D’ailleurs, la plupart des plus gros reproches qui auraient pu être émis ont déjà été adressés par les développeurs, comme des événements aléatoires aux récompenses un peu faiblardes, ou encore ce drôle de filtre lié à la fatigue qui rend l’action quasiment illisible. De nombreux changements de gameplay drastiques se succèdent, et très souvent pour le mieux. L’avantage quand on est une petite équipe de 12 développeurs, c’est que ça facilite la réactivité.
Magie du plomb
Witchfire s’avère être un fourre-tout de genres qui fonctionne infiniment mieux qu’il ne le devrait. À mi-chemin entre rogue-lite et extraction shooter, le titre de The Astronauts digère ses inspirations pour un résultat étonnamment original et unique. Système de progression un peu bizarre à part, les mécaniques RPG ne marchent jamais sur les plates-bandes du gunplay, dont les excellentes sensations sont fidèles aux CV des développeurs. Prévu pour rester en accès anticipé pendant une petite année, il me tarde de découvrir les nouveautés de contenu et de gameplay qui s’ajouteront à un étrange FPS qui a réussi à valider son tout aussi étrange concept haut la main.
Ce qu’on a aimé :
- Boucle de gameplay originale et prenante
- Excellentes sensations de shoot
- Mécaniques RPG qui ne mâchent pas le travail
- C’est beau, bon sang
- Très bonne base qui ne demande qu’à s’enrichir
- Difficile, mais finalement peu punitif (pour peu qu’on soit prudent)
Ce qu’on n’a pas aimé :
- Certains ennemis sont vraiment une plaie
- Manque de diversification dans le récompenses d’événement
- Action pas toujours très lisible
- Mécaniques de progression peu claires de premier abord
- Certaines situations paraissent inextricables
- Eh, ça manque encore de pouvoirs magiques
Ce jeu est fait pour vous si :
Vous ne dites pas non à un FPS original ; les rogue-lites vous ont toujours semblé trop punitifs.

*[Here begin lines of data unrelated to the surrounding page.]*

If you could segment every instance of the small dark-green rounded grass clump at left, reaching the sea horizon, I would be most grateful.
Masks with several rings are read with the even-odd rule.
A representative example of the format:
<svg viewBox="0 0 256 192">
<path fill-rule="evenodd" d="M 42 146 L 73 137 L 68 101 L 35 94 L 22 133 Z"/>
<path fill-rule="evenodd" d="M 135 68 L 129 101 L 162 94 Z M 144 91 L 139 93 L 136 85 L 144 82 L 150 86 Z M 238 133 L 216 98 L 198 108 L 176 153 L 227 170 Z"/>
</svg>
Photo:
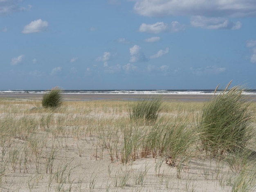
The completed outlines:
<svg viewBox="0 0 256 192">
<path fill-rule="evenodd" d="M 61 92 L 62 92 L 61 89 L 59 89 L 58 87 L 54 87 L 51 89 L 49 93 L 45 93 L 42 99 L 43 107 L 51 107 L 51 108 L 60 107 L 63 103 Z"/>
</svg>

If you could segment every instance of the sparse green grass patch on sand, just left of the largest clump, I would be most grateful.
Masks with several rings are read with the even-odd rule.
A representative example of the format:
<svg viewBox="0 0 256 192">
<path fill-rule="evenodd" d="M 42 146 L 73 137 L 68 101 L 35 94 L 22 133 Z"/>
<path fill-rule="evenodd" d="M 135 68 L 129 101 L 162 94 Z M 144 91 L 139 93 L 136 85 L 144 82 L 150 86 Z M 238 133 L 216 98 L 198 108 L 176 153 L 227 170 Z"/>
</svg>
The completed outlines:
<svg viewBox="0 0 256 192">
<path fill-rule="evenodd" d="M 195 129 L 180 116 L 169 122 L 157 122 L 152 126 L 144 143 L 144 150 L 150 151 L 154 158 L 165 158 L 166 164 L 176 168 L 177 178 L 184 162 L 193 157 L 196 143 Z M 145 153 L 145 152 L 144 152 Z"/>
</svg>

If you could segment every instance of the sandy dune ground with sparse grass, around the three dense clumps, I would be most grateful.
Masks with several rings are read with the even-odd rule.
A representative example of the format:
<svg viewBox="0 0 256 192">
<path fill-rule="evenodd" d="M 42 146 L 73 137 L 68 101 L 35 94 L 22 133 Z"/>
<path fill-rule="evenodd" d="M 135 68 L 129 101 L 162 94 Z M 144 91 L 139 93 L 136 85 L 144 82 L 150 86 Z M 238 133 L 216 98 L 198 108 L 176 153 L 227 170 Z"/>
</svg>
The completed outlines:
<svg viewBox="0 0 256 192">
<path fill-rule="evenodd" d="M 154 123 L 145 123 L 130 119 L 130 101 L 65 101 L 51 110 L 1 99 L 0 190 L 255 190 L 250 153 L 209 160 L 202 152 L 193 117 L 204 103 L 162 102 Z M 245 146 L 251 152 L 255 139 Z"/>
</svg>

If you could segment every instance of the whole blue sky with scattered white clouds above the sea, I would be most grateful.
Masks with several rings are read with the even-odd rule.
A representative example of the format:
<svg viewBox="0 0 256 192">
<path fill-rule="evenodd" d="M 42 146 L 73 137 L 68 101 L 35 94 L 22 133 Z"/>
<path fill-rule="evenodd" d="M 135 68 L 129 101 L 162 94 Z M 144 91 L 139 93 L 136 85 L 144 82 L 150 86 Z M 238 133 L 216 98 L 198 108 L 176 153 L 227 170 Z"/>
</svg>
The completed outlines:
<svg viewBox="0 0 256 192">
<path fill-rule="evenodd" d="M 255 0 L 0 0 L 0 90 L 256 89 Z"/>
</svg>

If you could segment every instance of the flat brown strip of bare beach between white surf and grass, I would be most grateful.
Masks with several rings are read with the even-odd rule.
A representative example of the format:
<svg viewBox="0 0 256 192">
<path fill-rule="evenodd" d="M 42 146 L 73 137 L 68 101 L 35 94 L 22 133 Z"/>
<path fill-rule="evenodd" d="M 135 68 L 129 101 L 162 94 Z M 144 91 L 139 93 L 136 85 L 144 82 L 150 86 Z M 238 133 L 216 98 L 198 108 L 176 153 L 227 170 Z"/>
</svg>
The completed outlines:
<svg viewBox="0 0 256 192">
<path fill-rule="evenodd" d="M 62 94 L 64 101 L 89 100 L 137 100 L 151 96 L 162 96 L 165 101 L 207 101 L 212 94 Z M 0 98 L 20 98 L 41 100 L 43 93 L 0 93 Z M 256 102 L 256 95 L 247 95 L 248 100 Z"/>
</svg>

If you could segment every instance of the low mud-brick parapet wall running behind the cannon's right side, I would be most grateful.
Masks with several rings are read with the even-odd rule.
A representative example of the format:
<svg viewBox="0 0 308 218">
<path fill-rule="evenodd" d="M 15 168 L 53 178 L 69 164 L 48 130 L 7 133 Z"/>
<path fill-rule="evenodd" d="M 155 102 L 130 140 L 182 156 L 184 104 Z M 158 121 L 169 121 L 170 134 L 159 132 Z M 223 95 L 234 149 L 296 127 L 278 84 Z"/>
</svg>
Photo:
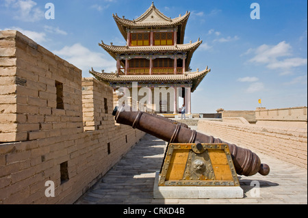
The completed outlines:
<svg viewBox="0 0 308 218">
<path fill-rule="evenodd" d="M 307 128 L 231 124 L 200 120 L 198 130 L 307 169 Z"/>
</svg>

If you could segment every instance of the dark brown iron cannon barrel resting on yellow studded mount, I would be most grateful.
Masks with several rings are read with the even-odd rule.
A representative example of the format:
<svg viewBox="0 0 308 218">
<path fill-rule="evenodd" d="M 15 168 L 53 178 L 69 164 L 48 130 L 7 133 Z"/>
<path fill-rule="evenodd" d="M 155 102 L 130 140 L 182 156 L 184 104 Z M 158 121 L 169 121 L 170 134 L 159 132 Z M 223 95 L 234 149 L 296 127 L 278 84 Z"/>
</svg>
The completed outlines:
<svg viewBox="0 0 308 218">
<path fill-rule="evenodd" d="M 168 120 L 157 118 L 155 115 L 141 111 L 125 111 L 123 107 L 116 107 L 112 113 L 118 124 L 125 124 L 149 133 L 169 143 L 214 143 L 227 144 L 231 152 L 235 171 L 239 175 L 253 176 L 259 172 L 263 176 L 270 173 L 270 167 L 262 164 L 259 156 L 251 150 L 226 143 L 212 136 L 198 133 L 181 124 L 174 124 Z"/>
</svg>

Ce jeu n’est pas fait pour vous si :
Vous préférez quand les stats gonflent de façon exponentielle.
WarLegend.net a bénéficié d’une copie presse fournie par l’éditeur de ce jeu.
Configuration de test :
- GPU : NVIDIA RTX 2080 Ti
- CPU : Intel Core i9-9900k
- RAM : 32 Go DDR4
- Installé sur SSD
Witchfire est disponible en accès anticipé sur PC via l’Epic Games Store.